В 60-70-е годы сформировались конкурирующие за финансирование направления, были предприняты попытки смоделировать интеллект как строгие логические рассуждения, появились базы знаний, началось интенсивное развитие парадигм программирования, четко выделились фрейм-системы Марвина Минского (1975), нечеткая логика Лотфи Заде (1965), персептрон Фрэнка Розенблатта. 
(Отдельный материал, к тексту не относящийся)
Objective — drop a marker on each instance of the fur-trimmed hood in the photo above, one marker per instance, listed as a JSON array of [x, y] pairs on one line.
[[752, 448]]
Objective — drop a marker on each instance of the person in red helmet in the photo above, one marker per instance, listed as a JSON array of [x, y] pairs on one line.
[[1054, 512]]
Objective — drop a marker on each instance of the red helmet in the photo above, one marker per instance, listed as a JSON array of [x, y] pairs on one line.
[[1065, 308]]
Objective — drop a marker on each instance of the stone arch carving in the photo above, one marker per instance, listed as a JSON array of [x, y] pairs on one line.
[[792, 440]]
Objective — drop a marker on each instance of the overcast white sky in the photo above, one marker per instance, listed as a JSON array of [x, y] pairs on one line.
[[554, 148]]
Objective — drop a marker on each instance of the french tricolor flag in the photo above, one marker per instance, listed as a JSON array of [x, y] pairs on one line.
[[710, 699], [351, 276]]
Сегодня наш собеседник – Андрей Хомич, специалист машинного обучения, инженер-программист. Его основная специализация – программное обеспечение вычислительных комплексов и распределенных систем. В последнее время занимается проблемами баз данных, сложностью вычислений, численными методами оптимизации, прикладной статистикой и искусственным интеллектом, метафизикой и философией:

Каковы итоги развития искусственного интеллекта и машинного обучения на сегодняшний день?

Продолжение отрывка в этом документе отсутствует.